Lust in action, looted

Theirs is a pitiful lot, the agents who invade the privacy of millions of people, stealing images that we exchange through webcams, only to find that what is on the minds of many is sex. It is as if the employees of Britain’s GCHQ surveillance agency and America’s NSA don’t already have enough on their hands with conversations between friends or spouses, the advertisements, the mothers urging children to dress warmly, the businessmen discussing strategy, the terrorists exchanging secret messages, the birthday parties and other family moments – now they are forced to dirty their hands (not to mention their clear eyes and pure minds), wallowing in the trough of human lust and exhibitionism.

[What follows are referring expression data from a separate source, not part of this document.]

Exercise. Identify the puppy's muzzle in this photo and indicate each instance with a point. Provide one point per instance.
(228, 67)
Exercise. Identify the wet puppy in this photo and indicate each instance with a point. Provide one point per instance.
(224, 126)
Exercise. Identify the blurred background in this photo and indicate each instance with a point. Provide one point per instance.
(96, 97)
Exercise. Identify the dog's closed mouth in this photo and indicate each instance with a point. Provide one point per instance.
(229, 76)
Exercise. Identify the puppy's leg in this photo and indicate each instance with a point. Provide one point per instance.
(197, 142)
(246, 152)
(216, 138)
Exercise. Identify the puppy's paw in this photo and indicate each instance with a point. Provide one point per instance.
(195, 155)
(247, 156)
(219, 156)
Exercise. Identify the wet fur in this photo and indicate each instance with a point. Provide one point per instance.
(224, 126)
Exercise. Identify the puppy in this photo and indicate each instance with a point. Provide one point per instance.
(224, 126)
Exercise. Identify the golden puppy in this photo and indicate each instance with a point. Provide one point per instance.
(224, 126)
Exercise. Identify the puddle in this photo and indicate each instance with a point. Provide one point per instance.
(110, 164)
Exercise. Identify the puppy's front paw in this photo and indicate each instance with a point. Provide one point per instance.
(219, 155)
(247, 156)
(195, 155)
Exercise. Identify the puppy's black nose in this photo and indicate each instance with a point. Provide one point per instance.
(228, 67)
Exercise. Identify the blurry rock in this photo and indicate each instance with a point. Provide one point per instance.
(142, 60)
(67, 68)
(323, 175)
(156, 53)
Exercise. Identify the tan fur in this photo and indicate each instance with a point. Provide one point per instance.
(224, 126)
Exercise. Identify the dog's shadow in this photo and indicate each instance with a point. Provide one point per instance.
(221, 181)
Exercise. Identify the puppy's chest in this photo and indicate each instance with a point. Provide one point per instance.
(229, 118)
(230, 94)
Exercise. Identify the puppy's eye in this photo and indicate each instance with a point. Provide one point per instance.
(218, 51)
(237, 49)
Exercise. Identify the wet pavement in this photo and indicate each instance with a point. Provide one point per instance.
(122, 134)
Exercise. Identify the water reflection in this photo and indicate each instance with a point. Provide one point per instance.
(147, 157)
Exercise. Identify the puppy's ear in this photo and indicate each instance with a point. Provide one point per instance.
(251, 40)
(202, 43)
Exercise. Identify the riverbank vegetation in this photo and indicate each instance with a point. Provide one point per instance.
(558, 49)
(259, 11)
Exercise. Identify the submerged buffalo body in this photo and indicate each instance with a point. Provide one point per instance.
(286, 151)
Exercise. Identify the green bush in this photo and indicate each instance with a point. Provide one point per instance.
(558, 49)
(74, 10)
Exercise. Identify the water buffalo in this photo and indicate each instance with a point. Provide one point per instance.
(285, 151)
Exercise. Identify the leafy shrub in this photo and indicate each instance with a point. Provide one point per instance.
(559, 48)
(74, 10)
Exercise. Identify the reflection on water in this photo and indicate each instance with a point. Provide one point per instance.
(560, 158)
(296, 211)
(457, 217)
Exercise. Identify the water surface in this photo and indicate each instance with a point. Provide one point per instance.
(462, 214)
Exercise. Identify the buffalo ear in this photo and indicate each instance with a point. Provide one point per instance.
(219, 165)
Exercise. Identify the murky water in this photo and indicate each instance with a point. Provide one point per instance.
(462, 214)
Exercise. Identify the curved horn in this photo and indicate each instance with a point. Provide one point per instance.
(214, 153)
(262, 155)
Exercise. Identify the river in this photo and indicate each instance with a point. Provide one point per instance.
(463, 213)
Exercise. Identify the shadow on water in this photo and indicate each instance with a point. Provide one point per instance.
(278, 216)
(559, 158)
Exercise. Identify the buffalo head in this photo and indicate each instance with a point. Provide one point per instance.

The agencies’ disappointment was revealed on Thursday by the Guardian as part of its ongoing investigation into the range and depth of the global surveillance network. The latest report concerned still images collected from Yahoo webcam chats between 2008 and 2010. Over a six-month period in 2008 alone, the newspaper noted, GCHQ collected imagery from webcam interchanges between 1.8 million people globally. The British agency “does not have the technical means to make sure no images of UK or US citizens are collected and stored by the system, and there are no restrictions under UK law to prevent Americans’ images being accessed by British analysts without an individual warrant,” the Guardian reported.

We should be shocked but we are not. For months we have been learning, bit by bit, how our whole planet is tangled in a web of surveillance, how no one is excluded. The new element is the moral unease and sensitivity of the agents when they have to face what people do when they think they are alone with those in whom they are interested. “Unfortunately,” one document notes, “there are issues with undesirable images within the data. It would appear that a surprising number of people use webcam conversations to show intimate parts of their body to the other person.” These “undesirable images” account for 3-11 percent of the material.

GHCQ, worried about how to protect its analysts from such shame, has employed software that excludes images of flesh if it is not part of a face. A circular also warned employees that “the dissemination of offensive material is a disciplinary offense.”

Despite whatever successes they have had in their pursuit of terrorists, our society owes a debt of gratitude to those who expend their spirit confronting “lust in action,” as Shakespeare put it in a sonnet on the power of desire. What would psychoanalysts say? They wander in a world of perpetual lust and fear, of frustration, narcissism, joy, exhibitionism, night terrors, hope, orgasm and death. This is the heart of humanity. It is neither good nor bad. It just is. Those who study humans know this already.

When agents invade our homes and loot our images, it is they who should be ashamed of their actions – not we for our desires.